Sadberk Hanım Müzesi’nden zengin bir seçkiye ev sahipliği yapan Meşher, 16 Aralık’ta açılan sergi ile ziyaretçilerini binlerce yıllık bir zaman yolculuğuna çıkarıyor.
Sadberk Koç, 1920'lerin sonu
Tutkulu bir koleksiyoner: Sadberk Koç
Sadberk Koç, elişlerine ve el sanatına duyduğu tutku ile bir araya getirdiği koleksiyonunun, kendi adını taşıyacak bir müzede sergilenmesini arzular. Vefatının ardından bir müze kurmak isteğini yerine getirmek üzere, başta eşi Vehbi Koç ve çocukları bu konuda yoğun gayret göstermişlerdir. Özellikle Sevgi Gönül, Koç Ailesi adına annesinin müze hayalini gerçekleştirme görevini üstlenmiş ve müzenin kuruluş çalışmalarının ardından icra komitesi başkanlığını 2003 yılındaki vefatına kadar sürdürmüştür. Sadberk Hanım’ın büyük bir özveri ile toplayıp sakladığı el sanatları eserleri, 1980’de kurulan müzenin çekirdeğini oluşturur. Onun eski sanat eserlerine olan merakı zaman içinde bir koleksiyoncu titizliği ve seçiciliğine dönüşmüş; sonrasında ailesine de sirayet etmiştir.
Sarıyer’de bir kültür deryası
Koç Ailesinin 1950’de yazlık olarak aldığı, Sarıyer’in Büyükdere semtindeki Azaryan Yalısı, ailenin kararıyla 1978–1980 yılları arasında Sedat Hakkı Eldem’in hazırladığı restorasyon projesi kapsamında Sadberk Koç’un anısına, onun kişisel koleksiyonunu sergilemek üzere bir müzeye dönüştürülür ve 14 Ekim 1980 tarihinde Sadberk Hanım Müzesi adıyla ziyarete açılır. Sadberk Hanım Müzesi, aynı zamanda Türkiye’nin ilk özel müzesi olma özelliğini taşır.

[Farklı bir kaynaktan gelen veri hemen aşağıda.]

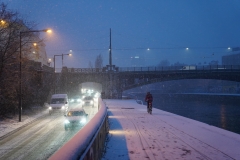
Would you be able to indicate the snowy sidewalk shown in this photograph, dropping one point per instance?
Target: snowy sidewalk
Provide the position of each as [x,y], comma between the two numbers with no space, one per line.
[134,134]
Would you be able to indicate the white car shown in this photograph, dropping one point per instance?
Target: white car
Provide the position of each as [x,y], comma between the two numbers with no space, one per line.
[75,117]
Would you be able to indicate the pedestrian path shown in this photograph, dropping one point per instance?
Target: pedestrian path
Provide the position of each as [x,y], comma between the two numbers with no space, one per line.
[134,134]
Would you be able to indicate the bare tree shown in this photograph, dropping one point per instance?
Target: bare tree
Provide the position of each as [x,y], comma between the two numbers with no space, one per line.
[98,61]
[10,27]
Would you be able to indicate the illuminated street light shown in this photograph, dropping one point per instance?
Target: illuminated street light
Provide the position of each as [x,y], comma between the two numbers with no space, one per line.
[20,68]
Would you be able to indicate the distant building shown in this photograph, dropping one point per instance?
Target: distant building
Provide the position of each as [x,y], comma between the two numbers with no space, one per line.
[213,63]
[137,61]
[233,59]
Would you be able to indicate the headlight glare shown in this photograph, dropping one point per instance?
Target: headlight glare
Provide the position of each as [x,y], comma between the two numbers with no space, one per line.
[83,120]
[66,121]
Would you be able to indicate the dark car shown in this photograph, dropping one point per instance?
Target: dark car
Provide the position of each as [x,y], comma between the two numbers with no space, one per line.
[75,117]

Özellikle İznik çini ve seramikleri, Osmanlı dönemi kadın kıyafetleri ile işleme koleksiyonu niteliği bakımından dünya koleksiyonları içerisinde hatırı sayılır bir yere sahiptir. Sadberk Hanım Müzesi, arkeoloji ve erken İslam dönemi eserleri yanında hat sanatından ipekli dokumalara kadar Osmanlı sanatının en seçkin örneklerini toplayarak kültürel bir mirası gelecek kuşaklara aktarıyor.
Sergi yayını
Sadberk Hanım Müzesi Müdürü ve sanat tarihçisi Hülya Bilgi ile arkeolog G. Senem Özden Gerçeker’in metinlerini kaleme aldığı sergi kitabı Türkçe ve İngilizce olarak iki ayrı edisyon halinde yayımlandı.